Bu biraz şaşırtıcı gelebilir, çünkü hepimiz teknolojik ilerlemeyi, doğrusal, sonsuz ve üstel bir evrim biçimi olarak düşünmeye alışığız, ancak Batı’yı diğer medeniyetlerle karşılaştırırsak, önümüzdeki nesilde gerçek bilimsel paradigma değişimlerinin beklenmemesi gerektiğini ve bildiğimiz anlamda “ilerlemenin” büyük ölçüde duracağını beklemeliyiz. Geçmişimize baktığımızda, 19. yüzyılın başlarını 20. yüzyılın başlarından ayıran teknolojik sıçramanın, 20. yüzyılın başlarını 21. yüzyıldan ayıran sıçramadan çok daha büyük olduğunu görürüz. Dahası, birçok teknoloji gözlerimizin önünde zaten ortadan kaldırılıyor, özellikle Avrupa’da: Transrapid gibi manyetik levitasyon trenleri, Concorde gibi süpersonik yolcu uçakları, hoverkraft gibi ulaşım teknolojileri, hatta içten yanmalı motorlar ve nükleer enerji—bunların tümü terk ediliyor veya kullanımları gözlerimizin önünde bilinçli olarak reddediliyor. Elitler tarafından toplu halde desteklenen cinsiyet çalışmaları, iklim apokaliptizmi veya post-kolonyal kendini yıkım gibi anti-bilimsel saçmalıklar varken. Bu anti-teknik tutumun, birçok yönden “son Faustvari ulus” olan ABD’ye ulaşması sadece bir zaman meselesi.
Paris Olimpiyatları açılış töreninde, kutsalı umursamayan ve dünya politikasına hâkim olanların dünya sistemine egemen olduğunu gördük. Cinsiyet rolleri tartışılıyor, insanlar teknoloji ve faizle köleleştiriliyor. Sizce Batı’nın tutunacak herhangi bir değeri kaldı mı?

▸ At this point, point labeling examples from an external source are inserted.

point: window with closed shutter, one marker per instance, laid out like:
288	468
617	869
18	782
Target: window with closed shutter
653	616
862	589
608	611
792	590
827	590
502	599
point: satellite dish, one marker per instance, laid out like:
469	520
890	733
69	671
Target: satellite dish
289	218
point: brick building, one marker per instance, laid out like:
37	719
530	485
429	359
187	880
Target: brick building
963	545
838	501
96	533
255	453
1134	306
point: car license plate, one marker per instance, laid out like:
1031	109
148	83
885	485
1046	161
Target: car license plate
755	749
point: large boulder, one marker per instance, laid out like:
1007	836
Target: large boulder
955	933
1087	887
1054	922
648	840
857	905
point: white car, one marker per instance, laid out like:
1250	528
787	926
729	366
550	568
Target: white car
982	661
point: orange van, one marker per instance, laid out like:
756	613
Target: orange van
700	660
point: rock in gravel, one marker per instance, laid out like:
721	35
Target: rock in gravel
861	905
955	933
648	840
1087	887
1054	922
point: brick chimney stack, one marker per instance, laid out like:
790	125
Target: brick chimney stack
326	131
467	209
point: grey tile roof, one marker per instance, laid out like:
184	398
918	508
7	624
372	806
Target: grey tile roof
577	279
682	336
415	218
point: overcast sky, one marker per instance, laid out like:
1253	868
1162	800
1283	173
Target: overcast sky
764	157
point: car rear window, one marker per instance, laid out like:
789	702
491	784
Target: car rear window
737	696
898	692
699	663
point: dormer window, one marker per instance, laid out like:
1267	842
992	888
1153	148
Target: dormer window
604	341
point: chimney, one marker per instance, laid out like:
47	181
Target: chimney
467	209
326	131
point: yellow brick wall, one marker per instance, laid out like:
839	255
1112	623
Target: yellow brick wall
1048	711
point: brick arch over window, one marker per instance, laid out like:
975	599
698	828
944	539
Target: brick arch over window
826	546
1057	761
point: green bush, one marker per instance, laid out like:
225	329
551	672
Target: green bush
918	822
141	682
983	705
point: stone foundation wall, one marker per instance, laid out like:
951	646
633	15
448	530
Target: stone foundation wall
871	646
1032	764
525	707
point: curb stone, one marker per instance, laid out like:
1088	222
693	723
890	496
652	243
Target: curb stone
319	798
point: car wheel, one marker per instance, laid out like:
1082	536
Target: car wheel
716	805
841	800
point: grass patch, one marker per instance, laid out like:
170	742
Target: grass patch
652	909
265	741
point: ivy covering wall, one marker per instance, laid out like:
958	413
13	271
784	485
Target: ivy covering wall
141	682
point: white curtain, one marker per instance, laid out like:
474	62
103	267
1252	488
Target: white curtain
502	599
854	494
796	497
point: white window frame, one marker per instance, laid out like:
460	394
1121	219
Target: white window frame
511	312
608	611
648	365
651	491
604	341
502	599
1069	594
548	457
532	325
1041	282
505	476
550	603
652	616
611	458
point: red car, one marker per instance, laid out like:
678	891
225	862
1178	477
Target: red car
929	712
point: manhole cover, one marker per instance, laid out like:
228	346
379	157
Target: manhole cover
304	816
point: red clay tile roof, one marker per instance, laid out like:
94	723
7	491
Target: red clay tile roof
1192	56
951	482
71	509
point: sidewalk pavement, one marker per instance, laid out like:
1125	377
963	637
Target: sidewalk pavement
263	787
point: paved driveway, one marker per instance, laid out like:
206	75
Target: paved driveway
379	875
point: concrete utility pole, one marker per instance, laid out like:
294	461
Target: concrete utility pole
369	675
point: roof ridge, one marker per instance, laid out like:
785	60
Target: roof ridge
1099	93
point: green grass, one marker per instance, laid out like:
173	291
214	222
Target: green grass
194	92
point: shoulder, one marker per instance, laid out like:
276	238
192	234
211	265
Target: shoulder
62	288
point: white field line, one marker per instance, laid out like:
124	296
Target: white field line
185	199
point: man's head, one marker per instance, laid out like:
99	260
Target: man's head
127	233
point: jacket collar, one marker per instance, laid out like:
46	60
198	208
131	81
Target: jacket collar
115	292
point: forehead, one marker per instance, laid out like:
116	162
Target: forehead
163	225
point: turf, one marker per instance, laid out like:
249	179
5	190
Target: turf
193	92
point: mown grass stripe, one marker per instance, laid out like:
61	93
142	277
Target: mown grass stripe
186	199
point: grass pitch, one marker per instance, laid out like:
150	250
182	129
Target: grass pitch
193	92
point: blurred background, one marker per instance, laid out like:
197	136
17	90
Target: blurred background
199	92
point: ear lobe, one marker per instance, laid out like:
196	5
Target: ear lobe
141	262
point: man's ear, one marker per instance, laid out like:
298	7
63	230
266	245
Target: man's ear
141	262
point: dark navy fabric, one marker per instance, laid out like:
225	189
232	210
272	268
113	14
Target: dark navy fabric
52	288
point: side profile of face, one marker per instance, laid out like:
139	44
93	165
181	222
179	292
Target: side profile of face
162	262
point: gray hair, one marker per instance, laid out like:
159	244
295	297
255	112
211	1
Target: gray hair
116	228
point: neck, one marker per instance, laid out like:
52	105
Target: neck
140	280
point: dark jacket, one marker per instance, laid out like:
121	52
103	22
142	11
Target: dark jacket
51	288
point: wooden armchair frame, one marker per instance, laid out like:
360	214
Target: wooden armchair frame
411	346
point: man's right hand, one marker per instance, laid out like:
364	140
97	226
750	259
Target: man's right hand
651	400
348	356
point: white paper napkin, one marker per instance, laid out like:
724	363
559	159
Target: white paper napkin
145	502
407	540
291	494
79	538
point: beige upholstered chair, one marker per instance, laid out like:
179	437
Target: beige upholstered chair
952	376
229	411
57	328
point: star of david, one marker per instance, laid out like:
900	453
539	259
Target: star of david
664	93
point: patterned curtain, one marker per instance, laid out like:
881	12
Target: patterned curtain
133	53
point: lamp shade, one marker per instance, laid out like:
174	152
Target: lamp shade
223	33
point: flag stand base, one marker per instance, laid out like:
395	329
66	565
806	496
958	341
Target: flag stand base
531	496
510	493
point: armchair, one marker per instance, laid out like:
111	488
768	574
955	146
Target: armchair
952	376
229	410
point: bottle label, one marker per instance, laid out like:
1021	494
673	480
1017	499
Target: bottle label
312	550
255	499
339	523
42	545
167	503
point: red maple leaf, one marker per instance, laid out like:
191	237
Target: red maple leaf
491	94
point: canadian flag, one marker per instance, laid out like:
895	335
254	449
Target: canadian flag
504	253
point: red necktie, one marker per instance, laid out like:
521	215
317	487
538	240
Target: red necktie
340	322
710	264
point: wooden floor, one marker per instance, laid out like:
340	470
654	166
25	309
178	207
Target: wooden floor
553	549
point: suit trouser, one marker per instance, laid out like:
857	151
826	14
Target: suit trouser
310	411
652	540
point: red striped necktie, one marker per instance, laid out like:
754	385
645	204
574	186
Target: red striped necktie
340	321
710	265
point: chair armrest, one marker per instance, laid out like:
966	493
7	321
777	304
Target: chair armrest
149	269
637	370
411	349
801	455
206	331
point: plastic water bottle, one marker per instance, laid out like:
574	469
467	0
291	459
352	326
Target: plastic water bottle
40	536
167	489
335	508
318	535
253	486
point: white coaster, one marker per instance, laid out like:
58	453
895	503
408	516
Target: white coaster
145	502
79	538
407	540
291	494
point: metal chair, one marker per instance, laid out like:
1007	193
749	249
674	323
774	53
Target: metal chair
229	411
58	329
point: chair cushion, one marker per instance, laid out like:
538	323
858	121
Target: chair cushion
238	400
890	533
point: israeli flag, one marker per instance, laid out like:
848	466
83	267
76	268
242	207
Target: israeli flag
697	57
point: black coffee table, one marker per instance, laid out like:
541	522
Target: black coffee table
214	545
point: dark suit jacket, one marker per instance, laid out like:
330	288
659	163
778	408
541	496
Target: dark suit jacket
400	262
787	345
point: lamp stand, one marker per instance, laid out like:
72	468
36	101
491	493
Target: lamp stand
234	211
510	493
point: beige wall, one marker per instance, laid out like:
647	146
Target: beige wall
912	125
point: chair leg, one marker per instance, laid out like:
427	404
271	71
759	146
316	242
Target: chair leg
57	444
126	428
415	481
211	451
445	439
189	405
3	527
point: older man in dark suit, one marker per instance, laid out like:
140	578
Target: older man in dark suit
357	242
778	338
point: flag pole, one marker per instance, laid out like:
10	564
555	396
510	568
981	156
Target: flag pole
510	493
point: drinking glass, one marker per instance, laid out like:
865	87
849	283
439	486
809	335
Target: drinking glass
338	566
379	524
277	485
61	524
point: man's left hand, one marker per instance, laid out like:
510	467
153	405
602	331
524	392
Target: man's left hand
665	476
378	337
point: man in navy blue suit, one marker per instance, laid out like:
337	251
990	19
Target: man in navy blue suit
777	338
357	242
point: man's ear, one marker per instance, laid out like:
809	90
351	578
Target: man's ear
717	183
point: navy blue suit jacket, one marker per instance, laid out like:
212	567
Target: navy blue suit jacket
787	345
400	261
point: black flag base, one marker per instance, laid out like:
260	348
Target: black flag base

Modernitenin birçok ideolojik saçmalığı gerçekten de Spengler tarafından öngörülmüştü, özellikle ekolojizm, Batı oikofobisi, korkakça pasifizm ve bilimlerin kendi kendini sabote etmesi. Ancak Spengler’in bugün gerçekleşmekte olan öz-yıkımın boyutlarını görse şok olacağına inanıyorum. Bununla birlikte, Spengler için “değerler” sorusu tamamen estetik bir konudur: Spengler, genel anlamda bir ateistti ve ahlaki ve felsefi sistemleri, medeniyetlerin büyümesi ve çöküşünün tamamen görelikçi belirtileri olarak görüyordu. Geleneksel değerlerin çöküşünü kesinlikle Batı’nın çöküşünün bir kanıtı olarak kınadı, ancak onları mutlak bir bakış açısından kınayabileceği kavramsal temelleri yoktu, elbette bir toplumu bir arada tutmadaki saf pragmatik faydaları dışında. Bu, benim Spengler’den ayrıldığım noktadır, çünkü ben tüm medeniyetlerin ötesinde olan ve sadece insan zekâsı aracılığıyla değil, aynı zamanda doğal yasa aracılığıyla da kendini ifade eden, kalıcı ve aşkın bir gerçeğe inanıyorum. Bu da belirli bir mutlak ahlaki standartlar setini meşrulaştırıyor; bu standartların bozulması da sadece diğerleri arasında sıradan bir tarihsel olgu değil, aynı zamanda mutlak değerlerden somut bir sapmadır, elbette bu sapma her geç medeniyet için farklı biçimler alır.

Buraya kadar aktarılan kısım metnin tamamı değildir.